Fred J., de nationalité française, est décédé en France le 3 septembre 2015, laissant pour lui succéder son épouse, Mme L., et ses trois enfants issus d'une première union, Philippe, Christian et S. (les consorts J.).

 Les consorts J. ont assigné Mme L. devant le président d'un tribunal de grande instance statuant en la forme des référés afin d'obtenir la désignation d'un mandataire successoral en invoquant la compétence des juridictions françaises sur le fondement de l'article 4 du règlement (UE) n 650/2012 du Parlement européen et du Conseil du 4 juillet 2012, relatif à la compétence, la loi applicable, la reconnaissance et l'exécution des décisions, et l’acceptation et l’exécution des actes authentiques en matière de successions et à la création d’un certificat successoral européen, en soutenant que la résidence habituelle de Fred J. au jour de son décès était située en France.

Philippe J. étant décédé le 10 avril 2017, ses frère et soeur ont indiqué agir également en leur qualité d’ayants droit de celui-ci.

La cour d'appel, après avoir estimé que la résidence habituelle du défunt était située au Royaume-Uni (État tiers car non partie au règlement ), a jugé que, conformément à l'article 4 du règlement (UE) n° 650/2012, la juridiction française était incompétente pour statuer sur la succession.

La question à trancher par la Cour de cassation est de savoir si la Cour d'appel devait vérifier d'office sa compétence subsidiaire en application de l'article 10 du règlement n° 650/2012 avant de déclarer l'incompétence des juridictions françaises en application de l'article 4 du même règlement.

La Cour observe que le règlement ne précise pas si la compétence subsidiaire présente un caractère facultatif et constate qu'il existe des éléments favorables mais aussi d'éléments allant à l'encontre d'une vérification d'office par le juge de sa compétence subsidiaire.

La Cour relève, en faveur de la vérification d’office par le juge de la compétence subsidiaire, qu'il serait incohérent, d'appliquer d'office le règlement (UE) n°650/2012 dans le cadre d'une succession transfrontière, sans appliquer d'office ses règles de compétences.
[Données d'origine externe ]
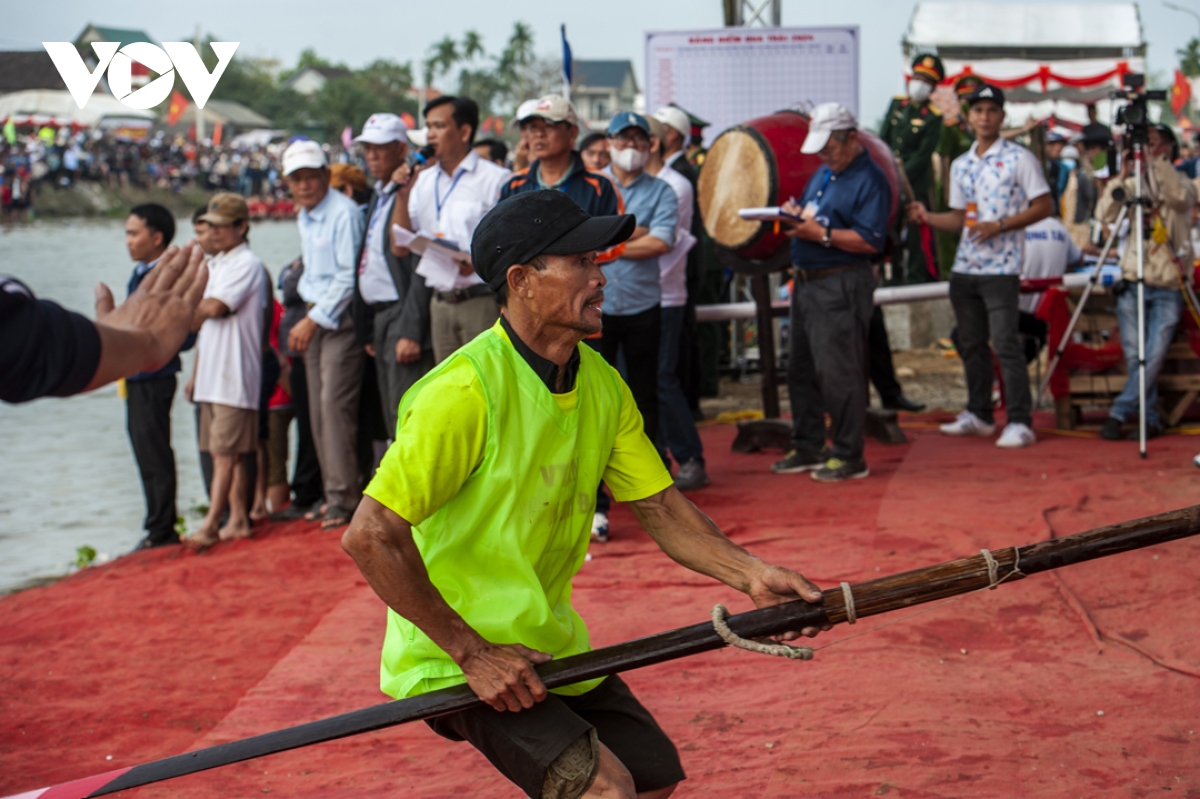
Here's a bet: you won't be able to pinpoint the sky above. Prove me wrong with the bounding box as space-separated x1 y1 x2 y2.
5 0 1199 131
Il ne serait donc pas logique qu’après avoir relevé d’office la mise en œuvre du règlement pour trancher un conflit de juridiction, les juges puissent écarter leur compétence au profit d’un État tiers, sur le fondement du seul l’article 4, sans avoir à vérifier au préalable leur compétence subsidiaire sur celui de l’article 10".

Contre l'application d'office, la Cour de cassation relève trois arguments.
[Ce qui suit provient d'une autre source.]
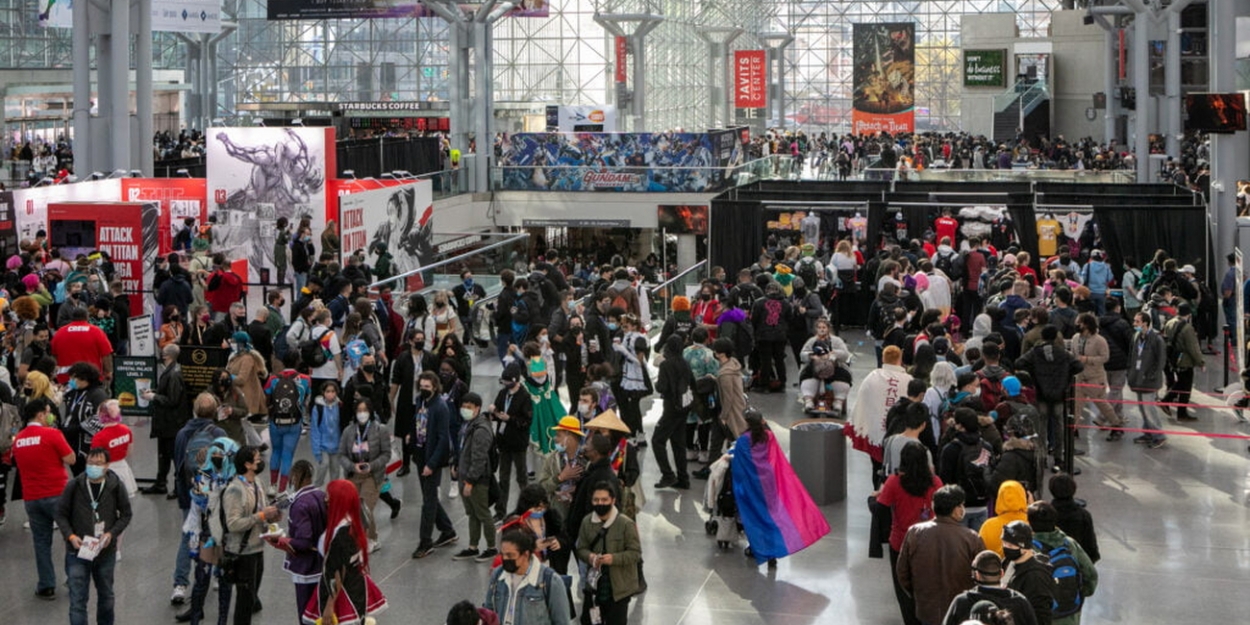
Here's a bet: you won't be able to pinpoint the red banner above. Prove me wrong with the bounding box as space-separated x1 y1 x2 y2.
734 50 767 109
49 202 155 293
615 36 628 83
120 179 207 256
Elle reconnait que la règle énoncée à l'article 10 est présentée comme subsidiaire et a pour effet de déroger au principe d'unité des compétences judiciaire et législative qui innerve le règlement. Il serait dès lors difficile d'admettre qu'une règle de compétence qualifiée comme subsidiaire, dérogatoire aux principes généraux servant de fondement au règlement, doit être obligatoirement relevée par les juges, même si les parties ne l'invoquent pas.
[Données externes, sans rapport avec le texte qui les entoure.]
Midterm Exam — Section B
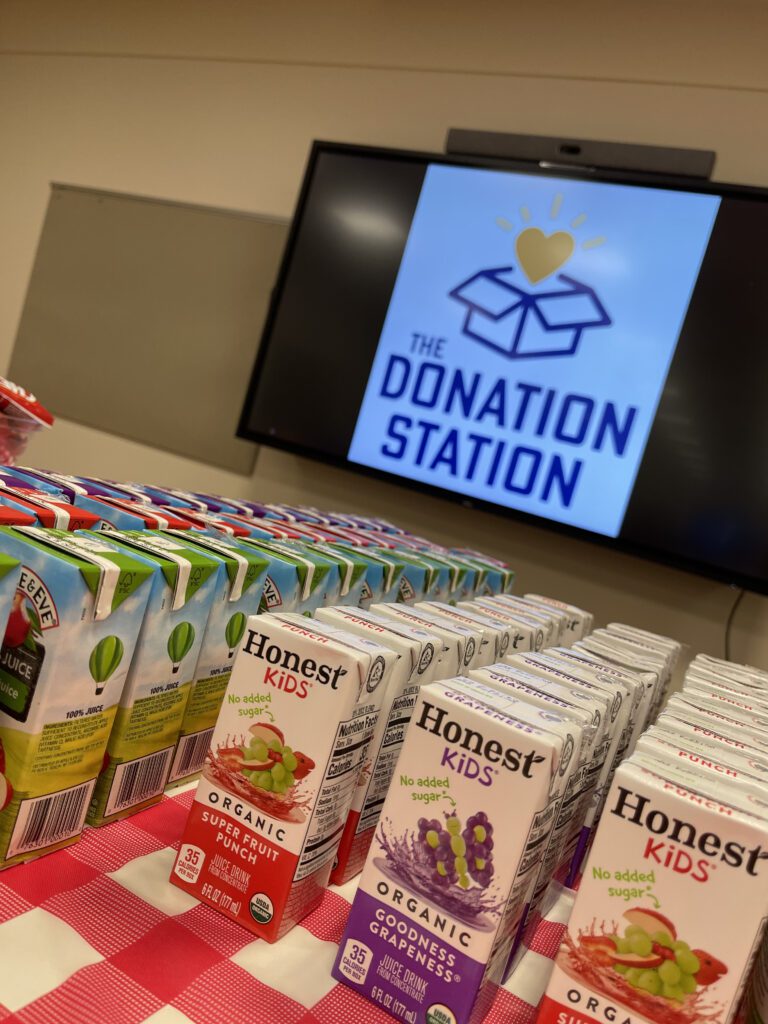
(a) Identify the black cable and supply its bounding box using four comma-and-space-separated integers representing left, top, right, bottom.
724, 586, 745, 661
Ensuite, elle observe que si le règlement prévoit à son article 15 l'obligation pour le juge incompétent de relever d'office son incompétence, il n'existe aucune disposition équivalente en cas de compétence.

Enfin, les règles sur les successions relèvent, au sens du règlement, des droits disponibles, cet instrument autorisant les parties à convenir de la compétence par une convention d’élection de for et retient la possibilité pour une juridiction de se déclarer compétente sur le fondement de la seule comparution. Dès lors Il serait illogique que le juge soit tenu de relever un critère subsidiaire de compétence que les parties n’ont pas envisagé de soulever.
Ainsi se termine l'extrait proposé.